Saving for Your First Home

Saving up for a down payment on a house was one of the most challenging tasks that I have ever accomplished. I started slightly before Tim and I were dating, as I knew that I really wanted a place of my own in the coming future. I wouldn’t say that we are pros at saving, or that we saved every penny we could have, but we were able to save up enough money to buy our first home, and some to spare for renovations too!
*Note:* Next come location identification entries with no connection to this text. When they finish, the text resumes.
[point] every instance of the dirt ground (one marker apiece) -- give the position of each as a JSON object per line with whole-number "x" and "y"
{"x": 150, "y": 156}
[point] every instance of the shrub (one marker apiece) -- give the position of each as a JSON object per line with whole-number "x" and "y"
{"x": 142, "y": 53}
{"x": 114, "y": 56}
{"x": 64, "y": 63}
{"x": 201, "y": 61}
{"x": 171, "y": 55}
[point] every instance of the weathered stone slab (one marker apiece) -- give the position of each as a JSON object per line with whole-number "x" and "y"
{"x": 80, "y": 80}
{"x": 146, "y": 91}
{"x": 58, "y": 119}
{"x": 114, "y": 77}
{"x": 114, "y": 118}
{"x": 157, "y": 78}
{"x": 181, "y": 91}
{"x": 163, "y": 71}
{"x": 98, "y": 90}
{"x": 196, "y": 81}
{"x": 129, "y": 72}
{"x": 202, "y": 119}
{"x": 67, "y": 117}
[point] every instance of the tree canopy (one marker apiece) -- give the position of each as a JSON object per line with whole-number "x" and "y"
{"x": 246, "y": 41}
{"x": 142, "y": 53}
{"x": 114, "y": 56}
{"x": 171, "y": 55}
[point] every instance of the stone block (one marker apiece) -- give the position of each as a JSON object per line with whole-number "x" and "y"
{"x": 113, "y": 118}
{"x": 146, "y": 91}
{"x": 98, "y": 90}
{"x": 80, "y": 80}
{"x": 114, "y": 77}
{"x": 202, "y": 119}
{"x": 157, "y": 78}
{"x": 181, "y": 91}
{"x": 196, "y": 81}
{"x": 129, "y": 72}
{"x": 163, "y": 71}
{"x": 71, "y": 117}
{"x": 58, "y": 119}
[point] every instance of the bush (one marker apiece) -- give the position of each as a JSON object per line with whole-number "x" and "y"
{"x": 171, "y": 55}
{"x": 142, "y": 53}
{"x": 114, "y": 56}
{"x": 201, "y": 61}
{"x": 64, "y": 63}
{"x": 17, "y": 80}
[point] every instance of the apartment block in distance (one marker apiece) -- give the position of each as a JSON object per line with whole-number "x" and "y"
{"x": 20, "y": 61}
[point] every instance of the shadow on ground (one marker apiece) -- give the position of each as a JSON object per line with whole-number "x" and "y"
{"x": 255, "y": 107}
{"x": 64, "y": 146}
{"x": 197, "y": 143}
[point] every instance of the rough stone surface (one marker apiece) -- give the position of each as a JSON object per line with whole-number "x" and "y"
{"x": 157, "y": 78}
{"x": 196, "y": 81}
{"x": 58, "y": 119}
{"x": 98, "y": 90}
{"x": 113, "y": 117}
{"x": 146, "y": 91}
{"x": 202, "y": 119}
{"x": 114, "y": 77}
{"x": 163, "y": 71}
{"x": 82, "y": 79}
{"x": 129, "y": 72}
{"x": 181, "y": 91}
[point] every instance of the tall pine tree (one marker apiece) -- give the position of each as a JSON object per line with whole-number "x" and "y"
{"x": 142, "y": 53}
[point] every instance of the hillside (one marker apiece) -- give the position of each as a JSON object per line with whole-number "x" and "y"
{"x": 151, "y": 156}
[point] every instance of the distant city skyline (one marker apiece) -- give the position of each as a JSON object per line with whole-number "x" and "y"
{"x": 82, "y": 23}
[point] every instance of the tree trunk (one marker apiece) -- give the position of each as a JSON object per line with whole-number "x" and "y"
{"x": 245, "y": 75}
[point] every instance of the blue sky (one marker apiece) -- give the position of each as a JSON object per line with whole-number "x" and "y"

Here are some tips that saved me along the way:

  1. Sometimes, you have to say no: Friends my age are always wanting to go out to eat, go grab a drink, go do something. While it’s ok to still enjoy yourself, remember that you are saving for something so much bigger. It’s worth it to say no now and accomplish more in the long run. Set aside a certain amount in your budget for “eating out” and another for “fun” and if you’ve used it up already, know that you need to say “no.” You’ll learn to prioritize which plans really benefit you, and when you need to turn down an offer in the best interest of your future.
  2. Budget: I put this second because it takes some time to realize what you really need in your budget. As I mentioned above, you will need to say no to some things, but you don’t have to say no to everything. Create a budget for yourself and make sure to include EVERYTHING. Then, track your spending for a month, and adjust as needed. My budget changed month to month as things came up. When I had extra, I threw it into my savings. When I had higher bills than expected, I didn’t go out as much. There’s a lot of give and take, and a whole lot of balancing, but if you are intentional about setting up and reviewing your budget regularly, this will be such a helpful tool.
  3. Set your shopping standards: I stopped shopping. When I needed new clothes, I sold what I no longer could wear, and collected coupons or “cash back” for purchases, or traded coupons/gift cards with my wonderful grandma in exchange for Kohl’s cash or another coupon that she wasn’t planning to use. I only shopped when I really needed to, and once I got home, I would review everything I bought and make sure it fit my budget and was absolutely necessary. If I didn’t actually need it, or I didn’t use it within 2 weeks of purchasing it, I returned it. Sub tips for this section are: clip your coupons, save your receipts, and keep the tags on for at least 2 weeks.
  4. Create ways to earn side money: This will look different for everyone. For example, getting a second job would have been detrimental to mine and Tim’s relationship since my hours vary greatly and conflict with his schedule at times. Instead, we found ways that worked for our relationship and our schedules. Tim set up side jobs during my busy times at work, and I used any down time I had to sell items on FacebookPoshmark (code CMBOTMA at sign up gives up $5!), or Mercari (Find deals on Mercari! Get $10 off when you sign up with my code [THUZTD]!). I have tips on how to enhance your online sales here
  5. Exchange highs for lows: Whenever I can save a penny, I do. If that means getting water when we go out to eat, I will save money by doing so. If that means having a snack at home and ordering something small when out with friends, then that’s what I will do. You have to trade in some of the highs so you can save more in the long run. Remember, this is just temporary! Do what you can now so you don’t have to scramble later.
  6. Don’t budget your extra cash: Anything extra that you bring in from side jobs, etc., should not be budgeted. When you are saving, take 10% of extra cash if you are looking to do something fun and then put the rest away. There are times when I have no plans, no extra bills, etc., and I will put all of the extra money into savings. Once it is in savings, tell yourself that you cannot touch it, and stick to that rule. You will easily forget about the spare change if you are sticking to your budget and utilizing the tips above!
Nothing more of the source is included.